After a third round NCAA Tournament appearance - the furthest the Golden Gophers have gone since 1997's Final Four appearance - Tubby Smith was relieved of his coaching duties. While this seemed shortsighted to me at the time, Minnesota was able to woo Richard Pitino from Florida International. While Pitino is only 31 and has an 18-14 record as a head coach, he will breathe new life into a program desperate to make a splash.
Minnesota lost two of its big four from last season in Trevor Mbakwe and Rodney Williams. Mbakwe's injuries eventually caught up to him in his final season on campus, as his numbers went down across the board. Williams never lived up to the immense hype that he brought about in 2011, but he was ultimately an athletic wing that played solid defense and got to the rim. The Gophers also lose Joe Coleman, a guard that averaged 27 minutes per game as a glue guy. And of course, Smith leaves behind a slower system and a level of success that hadn't replicated in nearly two decades of Minnesota basketball.
Pitino brings with him an up-tempo system and Florida International's best player from last season in guard Malik Smith. He'll most likely be the first guard off the bench after averaging 14 points per game last year. Also, guard DeAndre Mathieu becomes eligible after sitting out a season after transferring in from Morehead State. However, given this team's losses on the interior, there may be no more important transfer than Joey King, a 6'9 power forward coming from Drake. King himself isn't much to write home about as a face-up 4 that averaged seven points in about 20 minutes per game last season. However, he'll most likely join the rotation immediately due to the dearth of frontcourt options. The team features no freshmen of repute that are expected to make an impact.

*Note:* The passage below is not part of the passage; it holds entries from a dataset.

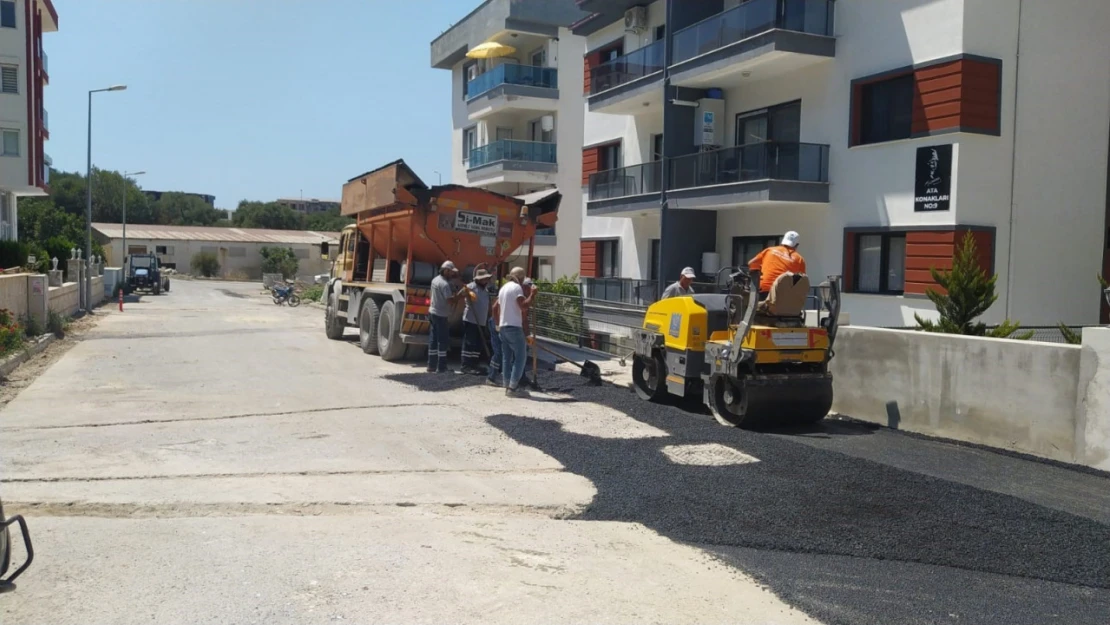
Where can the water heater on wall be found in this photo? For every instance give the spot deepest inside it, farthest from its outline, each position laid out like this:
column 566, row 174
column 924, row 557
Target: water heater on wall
column 709, row 123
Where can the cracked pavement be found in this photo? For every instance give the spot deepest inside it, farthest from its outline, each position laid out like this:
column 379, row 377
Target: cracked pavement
column 211, row 454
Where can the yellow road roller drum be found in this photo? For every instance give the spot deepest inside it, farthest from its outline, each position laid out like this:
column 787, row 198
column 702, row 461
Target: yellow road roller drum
column 755, row 363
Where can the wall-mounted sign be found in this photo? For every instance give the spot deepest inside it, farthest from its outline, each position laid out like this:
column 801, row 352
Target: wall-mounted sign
column 932, row 180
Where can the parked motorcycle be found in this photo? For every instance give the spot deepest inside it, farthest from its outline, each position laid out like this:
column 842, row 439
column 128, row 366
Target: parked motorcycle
column 284, row 294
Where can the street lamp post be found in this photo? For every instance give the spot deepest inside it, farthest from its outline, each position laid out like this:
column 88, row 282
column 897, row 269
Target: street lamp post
column 125, row 174
column 88, row 199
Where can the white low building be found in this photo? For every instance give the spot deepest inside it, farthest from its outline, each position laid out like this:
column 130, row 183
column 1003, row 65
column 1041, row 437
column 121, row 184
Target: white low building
column 881, row 130
column 238, row 250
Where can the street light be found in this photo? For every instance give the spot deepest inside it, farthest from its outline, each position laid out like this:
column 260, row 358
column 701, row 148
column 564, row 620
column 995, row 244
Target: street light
column 125, row 174
column 88, row 198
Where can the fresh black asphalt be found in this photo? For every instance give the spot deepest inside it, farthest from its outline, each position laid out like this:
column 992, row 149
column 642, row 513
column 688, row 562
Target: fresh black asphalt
column 850, row 523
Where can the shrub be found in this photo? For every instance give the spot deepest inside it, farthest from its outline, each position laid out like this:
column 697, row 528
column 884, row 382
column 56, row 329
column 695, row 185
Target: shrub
column 57, row 323
column 205, row 263
column 970, row 292
column 11, row 334
column 280, row 260
column 32, row 328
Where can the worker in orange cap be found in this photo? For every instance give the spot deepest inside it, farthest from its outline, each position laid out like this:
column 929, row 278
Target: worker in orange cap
column 776, row 261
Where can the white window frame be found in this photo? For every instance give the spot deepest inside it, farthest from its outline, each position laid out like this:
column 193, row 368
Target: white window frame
column 14, row 69
column 3, row 151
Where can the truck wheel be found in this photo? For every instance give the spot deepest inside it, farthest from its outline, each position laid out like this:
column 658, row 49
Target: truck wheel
column 333, row 326
column 367, row 326
column 389, row 334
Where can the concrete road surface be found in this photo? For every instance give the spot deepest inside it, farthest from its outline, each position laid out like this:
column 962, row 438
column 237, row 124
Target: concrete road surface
column 207, row 456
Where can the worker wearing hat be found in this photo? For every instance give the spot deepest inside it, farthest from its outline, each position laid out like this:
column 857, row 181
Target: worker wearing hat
column 776, row 261
column 444, row 298
column 683, row 286
column 475, row 315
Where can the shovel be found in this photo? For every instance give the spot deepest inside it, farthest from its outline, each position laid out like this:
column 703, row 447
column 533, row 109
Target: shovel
column 587, row 369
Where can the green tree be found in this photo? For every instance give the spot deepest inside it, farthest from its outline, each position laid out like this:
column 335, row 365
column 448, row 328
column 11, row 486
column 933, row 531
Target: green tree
column 269, row 215
column 205, row 263
column 279, row 260
column 970, row 292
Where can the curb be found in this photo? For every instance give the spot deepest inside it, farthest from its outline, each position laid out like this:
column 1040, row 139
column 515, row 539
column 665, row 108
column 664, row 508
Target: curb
column 12, row 362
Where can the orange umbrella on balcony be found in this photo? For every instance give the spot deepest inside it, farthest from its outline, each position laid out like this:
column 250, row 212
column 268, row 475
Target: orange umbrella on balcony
column 491, row 50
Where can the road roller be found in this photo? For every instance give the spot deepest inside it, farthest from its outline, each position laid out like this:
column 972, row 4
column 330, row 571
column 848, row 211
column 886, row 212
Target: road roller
column 755, row 361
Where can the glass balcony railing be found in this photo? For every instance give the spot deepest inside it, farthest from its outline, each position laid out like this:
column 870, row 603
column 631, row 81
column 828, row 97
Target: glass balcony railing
column 511, row 73
column 772, row 160
column 633, row 66
column 633, row 180
column 510, row 150
column 749, row 19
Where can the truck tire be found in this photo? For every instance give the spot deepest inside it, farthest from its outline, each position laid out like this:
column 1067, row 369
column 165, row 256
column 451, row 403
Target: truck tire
column 333, row 325
column 389, row 334
column 367, row 326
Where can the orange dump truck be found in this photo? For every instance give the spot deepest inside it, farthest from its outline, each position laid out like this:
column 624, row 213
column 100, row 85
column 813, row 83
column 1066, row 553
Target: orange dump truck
column 404, row 230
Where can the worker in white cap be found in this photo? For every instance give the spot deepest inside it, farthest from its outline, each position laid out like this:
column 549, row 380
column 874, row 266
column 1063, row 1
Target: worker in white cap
column 684, row 286
column 444, row 298
column 776, row 261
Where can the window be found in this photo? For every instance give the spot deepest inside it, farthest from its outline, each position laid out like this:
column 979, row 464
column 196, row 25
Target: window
column 9, row 79
column 470, row 141
column 886, row 110
column 9, row 142
column 608, row 157
column 470, row 72
column 654, row 260
column 746, row 248
column 608, row 259
column 8, row 13
column 880, row 263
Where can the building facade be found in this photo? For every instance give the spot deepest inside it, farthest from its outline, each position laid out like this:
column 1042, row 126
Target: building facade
column 155, row 195
column 880, row 130
column 238, row 250
column 24, row 167
column 309, row 207
column 517, row 119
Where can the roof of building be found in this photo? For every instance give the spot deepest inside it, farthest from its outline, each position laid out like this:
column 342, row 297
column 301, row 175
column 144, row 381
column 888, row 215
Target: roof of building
column 154, row 232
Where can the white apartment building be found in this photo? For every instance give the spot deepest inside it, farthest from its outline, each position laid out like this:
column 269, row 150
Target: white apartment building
column 24, row 168
column 516, row 120
column 880, row 130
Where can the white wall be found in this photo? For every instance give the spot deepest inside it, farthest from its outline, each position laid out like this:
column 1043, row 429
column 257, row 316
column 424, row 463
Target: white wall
column 1060, row 169
column 13, row 106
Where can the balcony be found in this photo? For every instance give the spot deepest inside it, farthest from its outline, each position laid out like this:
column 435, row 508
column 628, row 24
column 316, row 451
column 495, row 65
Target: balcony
column 757, row 39
column 513, row 161
column 628, row 84
column 631, row 189
column 512, row 86
column 754, row 174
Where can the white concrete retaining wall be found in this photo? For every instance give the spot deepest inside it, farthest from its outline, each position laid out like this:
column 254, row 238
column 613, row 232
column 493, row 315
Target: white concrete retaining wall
column 1042, row 399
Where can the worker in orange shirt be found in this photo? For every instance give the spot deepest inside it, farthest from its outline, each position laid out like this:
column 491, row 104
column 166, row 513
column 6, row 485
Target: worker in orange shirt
column 776, row 261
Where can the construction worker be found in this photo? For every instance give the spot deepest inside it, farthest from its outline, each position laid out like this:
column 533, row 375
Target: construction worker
column 513, row 305
column 444, row 298
column 776, row 261
column 683, row 286
column 474, row 318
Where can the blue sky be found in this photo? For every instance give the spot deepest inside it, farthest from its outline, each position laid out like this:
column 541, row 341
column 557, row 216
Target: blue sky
column 251, row 99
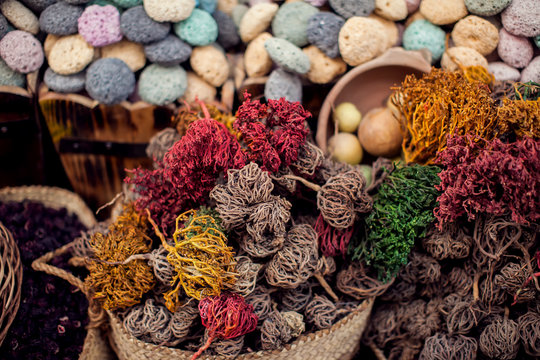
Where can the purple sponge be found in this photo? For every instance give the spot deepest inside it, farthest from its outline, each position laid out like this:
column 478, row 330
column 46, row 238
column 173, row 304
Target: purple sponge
column 21, row 51
column 100, row 25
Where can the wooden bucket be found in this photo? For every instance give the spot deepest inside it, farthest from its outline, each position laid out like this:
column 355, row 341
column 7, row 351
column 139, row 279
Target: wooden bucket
column 96, row 143
column 20, row 135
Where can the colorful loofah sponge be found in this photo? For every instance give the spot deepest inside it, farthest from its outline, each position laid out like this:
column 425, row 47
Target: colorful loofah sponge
column 199, row 29
column 283, row 84
column 64, row 83
column 9, row 77
column 287, row 55
column 162, row 85
column 423, row 34
column 70, row 54
column 323, row 32
column 109, row 81
column 20, row 16
column 4, row 26
column 60, row 19
column 169, row 51
column 21, row 51
column 291, row 22
column 100, row 25
column 137, row 26
column 227, row 32
column 127, row 3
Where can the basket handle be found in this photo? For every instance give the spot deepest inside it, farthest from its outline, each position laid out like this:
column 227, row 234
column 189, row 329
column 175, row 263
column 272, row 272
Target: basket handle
column 96, row 313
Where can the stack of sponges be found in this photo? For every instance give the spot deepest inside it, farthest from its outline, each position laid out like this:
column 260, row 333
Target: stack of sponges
column 294, row 42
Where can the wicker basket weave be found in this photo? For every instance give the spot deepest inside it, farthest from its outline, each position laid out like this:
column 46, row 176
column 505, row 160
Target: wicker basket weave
column 10, row 281
column 95, row 348
column 340, row 342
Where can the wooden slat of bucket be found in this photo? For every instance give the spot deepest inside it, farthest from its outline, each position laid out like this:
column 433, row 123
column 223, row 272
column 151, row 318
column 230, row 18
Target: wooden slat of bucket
column 20, row 138
column 98, row 177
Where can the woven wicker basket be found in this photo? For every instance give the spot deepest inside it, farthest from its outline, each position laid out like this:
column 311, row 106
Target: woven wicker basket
column 340, row 342
column 95, row 348
column 10, row 281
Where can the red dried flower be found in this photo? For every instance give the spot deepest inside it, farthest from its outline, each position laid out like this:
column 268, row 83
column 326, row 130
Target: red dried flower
column 189, row 171
column 194, row 163
column 226, row 316
column 158, row 194
column 489, row 177
column 272, row 133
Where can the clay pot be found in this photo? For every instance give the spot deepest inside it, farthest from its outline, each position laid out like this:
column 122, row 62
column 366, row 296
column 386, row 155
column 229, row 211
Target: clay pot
column 369, row 85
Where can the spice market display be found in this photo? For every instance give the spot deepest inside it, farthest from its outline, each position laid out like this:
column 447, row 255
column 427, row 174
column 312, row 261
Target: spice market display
column 413, row 235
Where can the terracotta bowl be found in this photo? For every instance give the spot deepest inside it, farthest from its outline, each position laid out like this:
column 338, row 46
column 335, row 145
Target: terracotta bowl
column 369, row 85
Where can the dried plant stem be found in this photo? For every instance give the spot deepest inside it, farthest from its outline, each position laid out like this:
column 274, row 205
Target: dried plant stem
column 307, row 183
column 202, row 349
column 476, row 290
column 326, row 286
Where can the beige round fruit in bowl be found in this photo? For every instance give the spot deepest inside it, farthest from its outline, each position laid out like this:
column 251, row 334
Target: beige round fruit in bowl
column 345, row 147
column 347, row 117
column 379, row 133
column 368, row 86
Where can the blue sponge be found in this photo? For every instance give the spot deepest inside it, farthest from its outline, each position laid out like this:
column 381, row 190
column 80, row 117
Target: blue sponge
column 283, row 84
column 227, row 32
column 137, row 26
column 291, row 22
column 4, row 26
column 169, row 51
column 38, row 5
column 161, row 85
column 323, row 32
column 199, row 29
column 60, row 19
column 350, row 8
column 109, row 81
column 64, row 83
column 9, row 77
column 207, row 5
column 422, row 34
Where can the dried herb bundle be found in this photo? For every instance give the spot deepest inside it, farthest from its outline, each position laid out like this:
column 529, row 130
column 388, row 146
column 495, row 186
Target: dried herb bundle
column 203, row 262
column 489, row 177
column 442, row 103
column 52, row 316
column 121, row 285
column 402, row 212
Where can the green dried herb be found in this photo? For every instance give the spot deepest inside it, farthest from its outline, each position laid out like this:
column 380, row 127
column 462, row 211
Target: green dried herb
column 402, row 211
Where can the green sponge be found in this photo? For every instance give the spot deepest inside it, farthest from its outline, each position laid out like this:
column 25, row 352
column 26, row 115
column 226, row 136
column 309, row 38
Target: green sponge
column 422, row 34
column 8, row 77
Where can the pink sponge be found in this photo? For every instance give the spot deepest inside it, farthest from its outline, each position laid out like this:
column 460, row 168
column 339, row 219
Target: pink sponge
column 21, row 51
column 100, row 25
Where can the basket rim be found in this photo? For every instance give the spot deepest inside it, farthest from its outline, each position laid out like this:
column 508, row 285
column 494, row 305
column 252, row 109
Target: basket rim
column 116, row 325
column 10, row 269
column 53, row 197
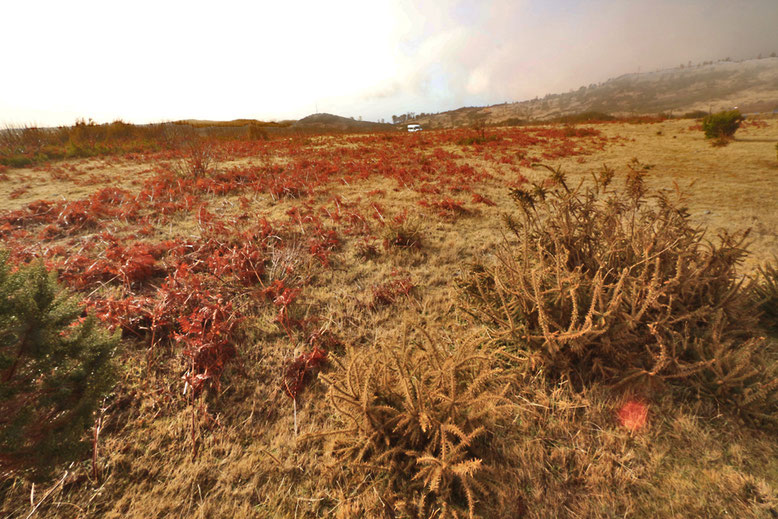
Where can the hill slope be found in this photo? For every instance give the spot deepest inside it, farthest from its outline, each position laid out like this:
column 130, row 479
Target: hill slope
column 751, row 85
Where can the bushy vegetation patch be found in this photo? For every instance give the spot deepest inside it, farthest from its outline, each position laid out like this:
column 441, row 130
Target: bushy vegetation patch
column 422, row 416
column 616, row 284
column 55, row 369
column 722, row 126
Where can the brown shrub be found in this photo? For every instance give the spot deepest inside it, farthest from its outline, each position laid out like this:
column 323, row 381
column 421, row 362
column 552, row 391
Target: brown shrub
column 422, row 416
column 617, row 285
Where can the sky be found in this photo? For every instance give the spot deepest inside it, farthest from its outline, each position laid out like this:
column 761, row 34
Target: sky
column 161, row 60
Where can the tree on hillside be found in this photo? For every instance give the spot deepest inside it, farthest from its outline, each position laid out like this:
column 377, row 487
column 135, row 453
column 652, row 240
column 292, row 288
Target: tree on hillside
column 55, row 369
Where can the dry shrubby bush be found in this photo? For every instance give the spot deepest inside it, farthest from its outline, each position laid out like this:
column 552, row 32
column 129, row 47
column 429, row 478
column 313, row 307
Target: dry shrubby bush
column 199, row 161
column 764, row 293
column 601, row 283
column 420, row 420
column 721, row 126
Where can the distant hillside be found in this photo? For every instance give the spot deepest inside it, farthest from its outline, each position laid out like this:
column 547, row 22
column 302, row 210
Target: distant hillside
column 750, row 85
column 329, row 122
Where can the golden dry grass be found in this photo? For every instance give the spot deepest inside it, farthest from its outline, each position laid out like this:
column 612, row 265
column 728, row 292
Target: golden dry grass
column 565, row 453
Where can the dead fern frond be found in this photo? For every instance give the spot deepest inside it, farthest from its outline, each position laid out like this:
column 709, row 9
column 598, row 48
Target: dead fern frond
column 424, row 412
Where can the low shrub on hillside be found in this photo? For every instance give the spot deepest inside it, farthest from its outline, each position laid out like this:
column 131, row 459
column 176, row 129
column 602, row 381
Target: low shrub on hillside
column 55, row 370
column 599, row 283
column 722, row 125
column 421, row 416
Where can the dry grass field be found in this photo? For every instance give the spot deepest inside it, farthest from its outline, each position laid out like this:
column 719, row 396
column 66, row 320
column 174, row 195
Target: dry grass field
column 330, row 269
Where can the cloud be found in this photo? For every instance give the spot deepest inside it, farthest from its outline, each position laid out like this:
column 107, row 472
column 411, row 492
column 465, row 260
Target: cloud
column 150, row 60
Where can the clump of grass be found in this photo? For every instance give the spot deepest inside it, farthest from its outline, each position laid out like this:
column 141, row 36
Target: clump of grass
column 616, row 284
column 421, row 416
column 402, row 232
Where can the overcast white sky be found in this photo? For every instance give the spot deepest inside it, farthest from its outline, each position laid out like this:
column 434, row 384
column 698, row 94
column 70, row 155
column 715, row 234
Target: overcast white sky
column 145, row 61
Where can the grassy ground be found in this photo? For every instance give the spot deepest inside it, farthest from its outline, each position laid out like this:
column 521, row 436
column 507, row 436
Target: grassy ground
column 248, row 450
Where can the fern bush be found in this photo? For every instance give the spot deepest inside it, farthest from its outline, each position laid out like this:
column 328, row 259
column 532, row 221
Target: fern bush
column 598, row 283
column 422, row 417
column 55, row 369
column 722, row 125
column 764, row 292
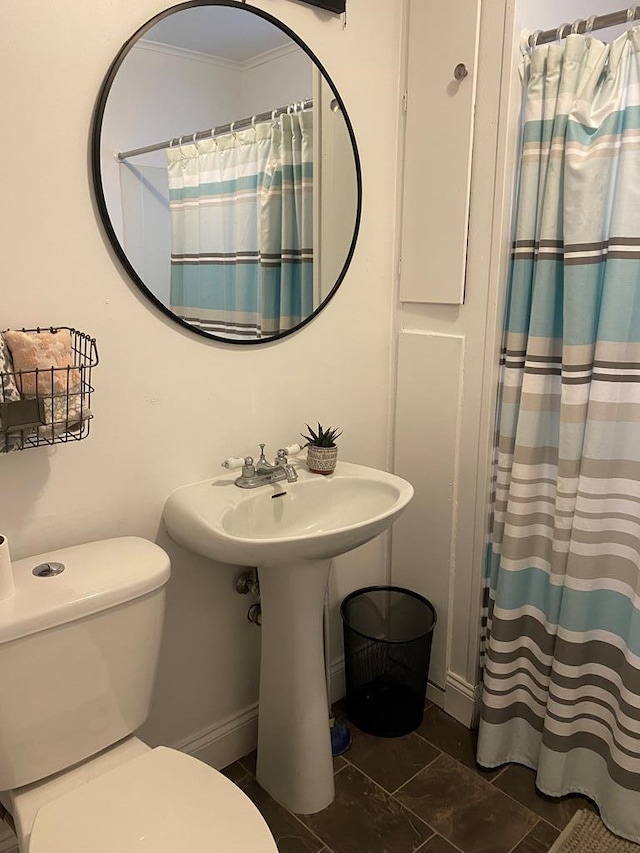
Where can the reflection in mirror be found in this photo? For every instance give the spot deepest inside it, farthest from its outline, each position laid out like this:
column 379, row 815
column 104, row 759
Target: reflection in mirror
column 226, row 172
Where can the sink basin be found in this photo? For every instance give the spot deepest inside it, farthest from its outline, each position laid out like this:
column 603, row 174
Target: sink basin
column 290, row 532
column 317, row 517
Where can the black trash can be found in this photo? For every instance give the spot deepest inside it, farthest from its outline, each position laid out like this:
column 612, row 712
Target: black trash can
column 387, row 647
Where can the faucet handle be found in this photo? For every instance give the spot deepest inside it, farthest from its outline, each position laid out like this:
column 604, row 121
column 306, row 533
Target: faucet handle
column 233, row 462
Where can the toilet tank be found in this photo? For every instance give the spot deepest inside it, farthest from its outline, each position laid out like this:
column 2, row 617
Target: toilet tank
column 78, row 654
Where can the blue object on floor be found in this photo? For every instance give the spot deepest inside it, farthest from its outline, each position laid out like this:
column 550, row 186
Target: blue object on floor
column 340, row 736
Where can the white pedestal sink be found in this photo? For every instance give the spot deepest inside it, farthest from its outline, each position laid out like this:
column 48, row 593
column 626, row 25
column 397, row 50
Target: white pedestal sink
column 290, row 532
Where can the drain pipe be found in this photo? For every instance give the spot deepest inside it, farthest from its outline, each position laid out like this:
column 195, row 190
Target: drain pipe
column 7, row 818
column 246, row 583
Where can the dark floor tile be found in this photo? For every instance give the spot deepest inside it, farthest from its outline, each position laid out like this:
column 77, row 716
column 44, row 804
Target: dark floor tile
column 390, row 761
column 539, row 840
column 249, row 761
column 519, row 783
column 450, row 736
column 438, row 845
column 468, row 811
column 290, row 835
column 363, row 818
column 236, row 772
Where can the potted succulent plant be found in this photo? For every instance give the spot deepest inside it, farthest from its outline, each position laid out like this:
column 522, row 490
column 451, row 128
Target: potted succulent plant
column 322, row 452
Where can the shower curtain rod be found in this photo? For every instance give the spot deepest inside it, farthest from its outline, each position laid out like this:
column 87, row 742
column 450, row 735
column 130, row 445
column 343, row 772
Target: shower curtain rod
column 598, row 22
column 241, row 124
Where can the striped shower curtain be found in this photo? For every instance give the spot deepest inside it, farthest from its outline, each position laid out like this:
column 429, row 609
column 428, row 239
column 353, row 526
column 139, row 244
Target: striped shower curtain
column 562, row 653
column 241, row 210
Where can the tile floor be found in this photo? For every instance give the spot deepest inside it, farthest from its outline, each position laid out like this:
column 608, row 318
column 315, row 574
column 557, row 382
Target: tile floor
column 422, row 792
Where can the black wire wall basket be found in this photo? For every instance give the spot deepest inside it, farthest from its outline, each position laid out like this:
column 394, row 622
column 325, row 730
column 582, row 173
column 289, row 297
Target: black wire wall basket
column 48, row 405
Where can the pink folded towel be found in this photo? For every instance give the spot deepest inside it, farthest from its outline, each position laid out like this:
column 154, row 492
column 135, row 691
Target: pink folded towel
column 42, row 351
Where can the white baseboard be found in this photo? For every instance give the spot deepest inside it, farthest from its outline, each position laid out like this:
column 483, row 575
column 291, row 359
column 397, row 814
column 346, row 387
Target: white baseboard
column 435, row 694
column 462, row 700
column 226, row 742
column 237, row 736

Richard Pitino comes from the same school of thought as his father Rick, where he'll employ a system based upon an up-tempo offense and high-pressure defense. Their goal is going to be to force turnovers and get easy transition buckets. One adjustment that both Minnesota and Ohio State will have to deal with this season is the implementation of the hand check rule that limits the amount of physical contact a defender can use to impede a ball-handler. This means Pitino is going to need to be a bit more vigilant in teaching his defenders to press without fouling.
Andre and Austin Hollins - unrelated -- return to provide scoring punch in the backcourt this season, and they'll be expected to carry much of the offensive load overall. Andre, a junior, is the catalyst of the offense and averaged nearly 15 points, four rebounds, and three assists last season while shooting 42% from behind the three-point line. Austin, a senior, averaged 11 points, three rebounds and three assists next to him in the backcourt.
While the Hollinses have two positions on lockdown, the rest of the starting lineup is unsettled. Mathieu has stepped up in the preseason and is now favored to start in the backcourt in a three-guard set due to his defensive intensity. However, the frontcourt is much less settled. King could step in immediately and start. The two options with the most experience returning for the Gophers are Elliott Eliason, Oto Osenieks and Maurice Walker, but the Gophers shouldn't count on much production from any of them. Expect two of these four guys to start in the frontcourt, and also expect Pitino to potentially go with four guard sets from time-to-time. I'd give the inside track to Eliason and King.
Smith will be the lead guard off the bench in those rare instances where the Hollinses leave the floor. Senior guard Maverick Ahanmisi also returns and will get minutes in the backcourt. There really isn't much to discuss as far as the frontcourt is concerned. Whichever of Walker, Eliason, Osenieks, and King lose the battle for frontcourt minutes should still get minutes off the bench. Ultimately though, this is a roster short on legitimate frontcourt options. Speaking of which...
Biggest Question Mark:
Who rebounds for this team? The Gophers last season, behind Mbakwe, had the best rebounding margin in the conference at +7.6. Eliason will most likely be counted on to pick up the slack after averaging 3.5 rebounds in 14 minutes per game last season, but he still doesn't have a large enough track record for this to be considered a strength. Given that Pitino plays high intensity defense and wants to get out and run on offense, defensive rebounding is an essential part of his system. If Eliason or any of the other big men can't anchor the paint, Minnesota is going to struggle in Pitino's first season. I expect that this ends up being unresolved as the season progresses.
Best Case Scenario:
Andre Hollins takes the next step, becomes a more efficient version of Russ Smith at Louisville, and leads Minnesota to a 9-9 record as their high-intensity defense takes the Big Ten by storm and leads them to a surprise season replete with upsets.
Worst Case Scenario:
The lack of interior skill comes back to haunt Minnesota, and Pitino's defense becomes less useful because of the hand check rules. The Hollins boys can only do so much, as Minnesota struggles to a Penn State-like 5-13 season where the guards simply can't make up for a lack of interior depth.
Most Likely Scenario:
The guards play well, and Minnesota knocks off a surprise Big Ten opponent or two. However, with the size of the Big Ten this season they ultimately can't muster more than six wins as teams find ways to slow down their attack.